Kaspersky Lab Says North Korea Hacked a Crypto Exchange with AppleJeus MacOS Malware
Kaspersky Lab Announces that North Korean Hackers Infected Crypto Exchange with Malware
The ongoing issues facing crypto exchanges are quite well documented in all major news platforms. Security breaches and cyber attacks are frequent, with some leading to complete closure of the affected exchange. In some cases, the exchanges will suddenly stop working with no forewarning to investors and traders. However, hacking is still a significant concern as Kaspersky Lab recently discovered. Find out more details here below.
According to Kaspersky Lab, hackers in North Korea successful infected a crypto exchange with malicious malware that would affect both MacOS and Windows. In the detailed report, the Russian based security company revealed that the malware is named AppleJeus and it infected an unidentified exchange after a worker downloaded a contaminated application. Kaspersky believes that the source of the malware was a fake software developer who had counterfeit security certificates as part of a massive operation by Lazarus Group, a hacker collective based in North Korea.
The AppleJeus malware was designed to steal crypto funds, according to the Kaspersky report. It was a significant breach of security that is part of the most recent spate of numerous attempts by hackers in the North Korea cryptocurrency hacking space.
The report stated that the hackers were very skilled and dedicated to making the breach as they went an extra mile to develop malware for all platforms, for both MacOS and Windows. The aim was to guarantee that the user’s OS platform would not be a barrier and therefore allow infecting of all targets. Kaspersky noted that the malware developers had even developed a Linux version, but it was indeed the first instance that they targeted the MacOS platform.

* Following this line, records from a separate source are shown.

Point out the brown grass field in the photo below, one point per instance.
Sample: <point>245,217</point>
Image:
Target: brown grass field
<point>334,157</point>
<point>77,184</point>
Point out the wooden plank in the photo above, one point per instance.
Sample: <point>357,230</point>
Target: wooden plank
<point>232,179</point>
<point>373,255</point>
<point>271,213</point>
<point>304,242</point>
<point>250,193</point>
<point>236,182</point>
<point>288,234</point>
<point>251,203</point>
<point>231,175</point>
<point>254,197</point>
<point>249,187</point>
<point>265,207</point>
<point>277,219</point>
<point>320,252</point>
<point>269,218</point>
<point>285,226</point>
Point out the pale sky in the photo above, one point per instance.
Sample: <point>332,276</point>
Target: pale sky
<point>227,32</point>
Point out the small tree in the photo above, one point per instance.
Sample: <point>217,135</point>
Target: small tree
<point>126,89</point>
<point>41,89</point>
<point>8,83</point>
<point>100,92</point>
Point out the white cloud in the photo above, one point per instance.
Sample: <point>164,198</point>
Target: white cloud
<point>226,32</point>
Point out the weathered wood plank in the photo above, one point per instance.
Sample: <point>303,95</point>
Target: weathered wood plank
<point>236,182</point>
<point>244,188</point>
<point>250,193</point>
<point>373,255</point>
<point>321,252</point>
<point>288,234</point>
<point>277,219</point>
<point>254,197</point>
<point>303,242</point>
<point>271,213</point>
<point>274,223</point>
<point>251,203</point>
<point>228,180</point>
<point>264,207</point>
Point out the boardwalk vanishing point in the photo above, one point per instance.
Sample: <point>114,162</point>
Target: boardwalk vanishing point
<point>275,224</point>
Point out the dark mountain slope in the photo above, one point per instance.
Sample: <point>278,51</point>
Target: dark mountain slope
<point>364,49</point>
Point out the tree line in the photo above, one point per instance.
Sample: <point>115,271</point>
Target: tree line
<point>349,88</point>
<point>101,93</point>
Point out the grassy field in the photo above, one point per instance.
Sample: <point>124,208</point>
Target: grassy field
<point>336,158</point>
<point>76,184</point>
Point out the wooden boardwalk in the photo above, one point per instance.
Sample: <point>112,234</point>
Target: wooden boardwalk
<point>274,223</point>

Crypto exchanges based in South Korea have long been targets for the Lazarus group, with plenty of security complaints by various platforms, like Coinlink, Bithumb and YouBit. According to a Kaspersky manager, Vitaly Kamluk, the hackers were very keen on infecting users on all platforms, including even creating a phony software product and software company to deliver the malware in an undetectable format, thus implying that they see prospectively considerable returns in the entire operation.
This recent attack is similar to one that was reported in July where security researchers discovered severe MacOS malware threats that targeted Discord and Slack users who were discussing cryptocurrencies. In this case, the hackers impersonated crypto experts and shared small downloadable snippets that contained the malicious hack.